The problem is this: if we consider race to truly exist within humanity, we give support to racist behaviour. When we argue that there are differences among people, and that those differences are sufficient to create groups, some people (falsely) conclude that racial superiority exists. They do this by adding value to one of the differentiating factors of that group, and by making the confusion between ethnicity and race that I have previously mentioned. If we want to eradicate racism, we need to stop using the word ‘race’ first.

Sadly, the University of Manchester frequently uses the word ‘race’ in official documents, such as in its Equality and Diversity Policy, and on its website. Indeed, many institutions are still using it in the UK to some extent when the word ethnicity is instead required.

Now, I know it is not the goal of the University to divide us in any way — on the contrary, even. We all saw that new video that quotes the poem We Belong by David Gennard. The first lines are:

“I belong in a place where they are wise,
Where I matter, not because of who I am,
Here, where the educated learnt to rise.”

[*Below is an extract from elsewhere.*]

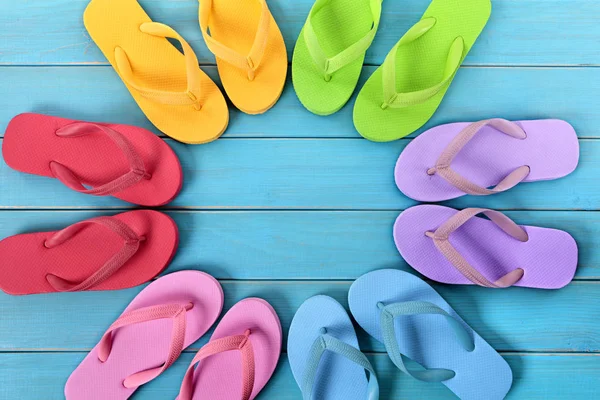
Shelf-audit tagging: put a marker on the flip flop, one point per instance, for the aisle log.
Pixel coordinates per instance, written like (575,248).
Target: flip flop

This is a good message. But if this message is truly the direction that the University associates itself with, why do they ask for my ethnicity upon registration?

If we let the word race abound, we let racism abound too. There is, of course, a difference between using the word ‘race’ and being racist. But if we stop using the word, we stop giving a justification to the actions of racists. We can differentiate people genetically and acknowledge that certain characteristics are more present in one population than in another one. But ask any biologist, this is due to natural selection and its creation of populations that suit their environments well. Those differences are not enough to use the word race when talking about humans. And none of these differences imply superiority — they are just present because your ancestors needed them.

Many wars have been waged and genocides committed because of this idea of race. Erasing this word whilst acknowledging our genetic differences and natural abilities is a good idea. But if we understand the term as a social construction, then we can see that this is not an attempt to censor, as there is nothing to censor in the first place.